We all now sit and wait, anxious to see what this franchise does in the next two days. For the sake of its fan base, one that has endured endless drama and calamity, the team makes the right decision and brings back Lin. That move will suggest the team is serious in its pursuit of a championship in the next three years instead of just providing drama to remain relevant.

  • Dpaperz19

    Great Read, I fully believe that as is, at this moment in the CBA, its best to acquire as many assets as you can under the rules. After this season and for the remender of the huge contracts to Stat, Melo, and Chandler we will be over the salary cap. As you stated above, any contract is tradable. So in that sense, piling on assets may not be such a bad decision as we will be limited in any future free agency period. Money should be an issue, the Knicks waited, as is their right and now seem to lose an asset because of ego. Also, maybe its just MY ego but I would agreet to match Jeremy Lin’s contract just to stick it to the Rockets because they most definitely would of traded for Felton is the Knicks matched Lins contract since it seems Portland wanted to get rid of Felton (thats what I assume).

    • joeknix

      Interesting. The Knicks made a pre-emptive strike in inking Felton to keep him from going to the Rockets and we will keep Lin. It is not a stretch to believe the Knicks thought Felton at under 3M is a good trade asset in a league that puts a high value on PG’s.

      When Shump returns, they can trade one of the 3 PG’s for value at the deadline. So, if nothing else, acquire Lin as an asset and let him play until January to see what we’ve got.
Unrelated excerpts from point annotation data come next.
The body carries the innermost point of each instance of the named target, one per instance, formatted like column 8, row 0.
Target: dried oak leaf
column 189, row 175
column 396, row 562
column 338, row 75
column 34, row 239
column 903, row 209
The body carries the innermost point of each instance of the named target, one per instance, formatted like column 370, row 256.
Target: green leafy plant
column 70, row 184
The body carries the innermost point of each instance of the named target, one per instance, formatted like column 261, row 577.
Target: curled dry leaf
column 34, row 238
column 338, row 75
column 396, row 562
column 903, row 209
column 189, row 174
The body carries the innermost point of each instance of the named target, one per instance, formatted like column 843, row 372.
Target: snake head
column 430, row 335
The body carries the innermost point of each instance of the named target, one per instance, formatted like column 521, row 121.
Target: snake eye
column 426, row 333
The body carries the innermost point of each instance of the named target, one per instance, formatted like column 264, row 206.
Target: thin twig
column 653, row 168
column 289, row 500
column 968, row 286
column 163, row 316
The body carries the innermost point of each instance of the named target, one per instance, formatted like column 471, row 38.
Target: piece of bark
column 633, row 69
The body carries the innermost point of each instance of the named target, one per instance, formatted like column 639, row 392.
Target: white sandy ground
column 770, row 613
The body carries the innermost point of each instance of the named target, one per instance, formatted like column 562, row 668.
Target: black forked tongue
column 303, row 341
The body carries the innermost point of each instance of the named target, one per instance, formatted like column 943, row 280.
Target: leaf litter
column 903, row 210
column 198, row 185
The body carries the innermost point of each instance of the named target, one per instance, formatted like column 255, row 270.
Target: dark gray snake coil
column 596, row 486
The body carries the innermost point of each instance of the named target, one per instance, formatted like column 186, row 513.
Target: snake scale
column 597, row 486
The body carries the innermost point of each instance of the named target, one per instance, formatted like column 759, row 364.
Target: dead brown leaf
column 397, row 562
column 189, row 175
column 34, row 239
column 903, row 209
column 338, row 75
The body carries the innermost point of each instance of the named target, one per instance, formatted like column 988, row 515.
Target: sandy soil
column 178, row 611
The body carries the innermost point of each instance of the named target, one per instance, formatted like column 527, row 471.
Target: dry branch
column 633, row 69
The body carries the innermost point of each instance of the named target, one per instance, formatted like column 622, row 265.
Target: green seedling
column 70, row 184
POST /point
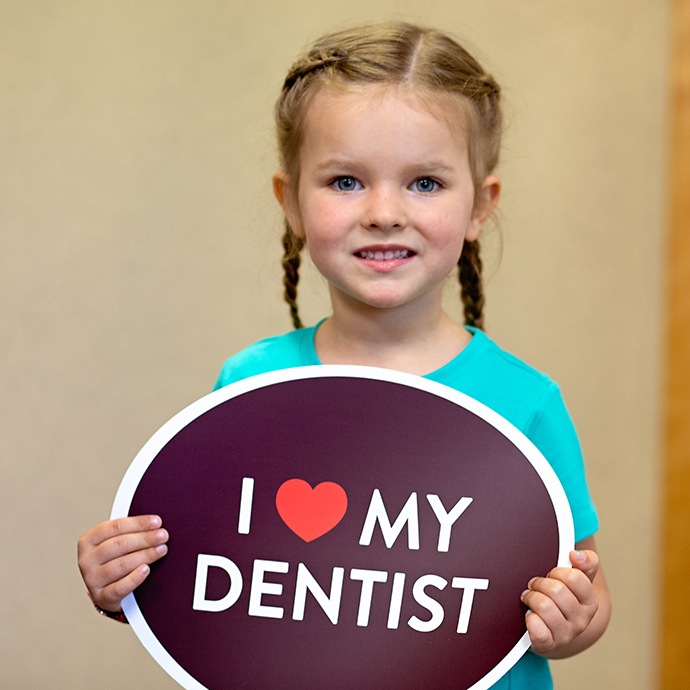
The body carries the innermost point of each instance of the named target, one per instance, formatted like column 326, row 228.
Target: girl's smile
column 385, row 197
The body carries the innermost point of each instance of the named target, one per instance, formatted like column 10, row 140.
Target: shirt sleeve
column 552, row 431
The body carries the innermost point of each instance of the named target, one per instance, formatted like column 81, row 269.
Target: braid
column 292, row 246
column 471, row 291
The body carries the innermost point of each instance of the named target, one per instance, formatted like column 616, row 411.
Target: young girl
column 389, row 138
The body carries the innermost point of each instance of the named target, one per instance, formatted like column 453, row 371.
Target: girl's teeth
column 385, row 256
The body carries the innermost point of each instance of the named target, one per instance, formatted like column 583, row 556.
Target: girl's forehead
column 448, row 108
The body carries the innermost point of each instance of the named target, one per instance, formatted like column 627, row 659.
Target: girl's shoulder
column 292, row 349
column 500, row 380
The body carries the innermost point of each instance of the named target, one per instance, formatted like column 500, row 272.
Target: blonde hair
column 392, row 54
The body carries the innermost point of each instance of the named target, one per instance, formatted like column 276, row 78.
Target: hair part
column 425, row 61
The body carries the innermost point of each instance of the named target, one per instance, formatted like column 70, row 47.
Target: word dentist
column 310, row 513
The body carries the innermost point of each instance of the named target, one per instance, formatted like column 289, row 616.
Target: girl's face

Then, at the very least they could decide to move one of them (most likely Felton). However, Felton is at the very least insurance for Shump being out longer than expected since NYK only having Kidd as the only other Knick PG with NBA experience on the squad as of today.

  • http://twitter.com/Harris__Tweeter Harris Kaserman

    Agree 100% that the Knicks should match the offer for one of several reasons, some of which were mentioned in this article. 1. It’s either Lin or nobody else. 2. Lin pays for his own contract, including the luxury tax, so the luxury tax is meaningless with Lin’s marketing appeal. 3. Matching the deal wouldn’t hinder our future spending since we will be over the cap regardless of whether we match the offer or not. 4. Lin’s expiring contract in 2014-15 is a potential asset in a trade. Before then, he’s arguably a bargain at only $5M per season.

    I also have a question: you mentioned that the Knicks are stuck with vet. min. deals after this season anyway. Do the Knicks not have the $3M exception (same one they gave to J. Kidd) available after this year?

    • http://YouTube.com/DuroSports Danny Guerrero

      Teams under the salary cap have the full mid-level they can use while teams over the cap but under the luxury tax have the mini-mid level. Knicks will be over luxury tax next two seasons, negating both mid levels.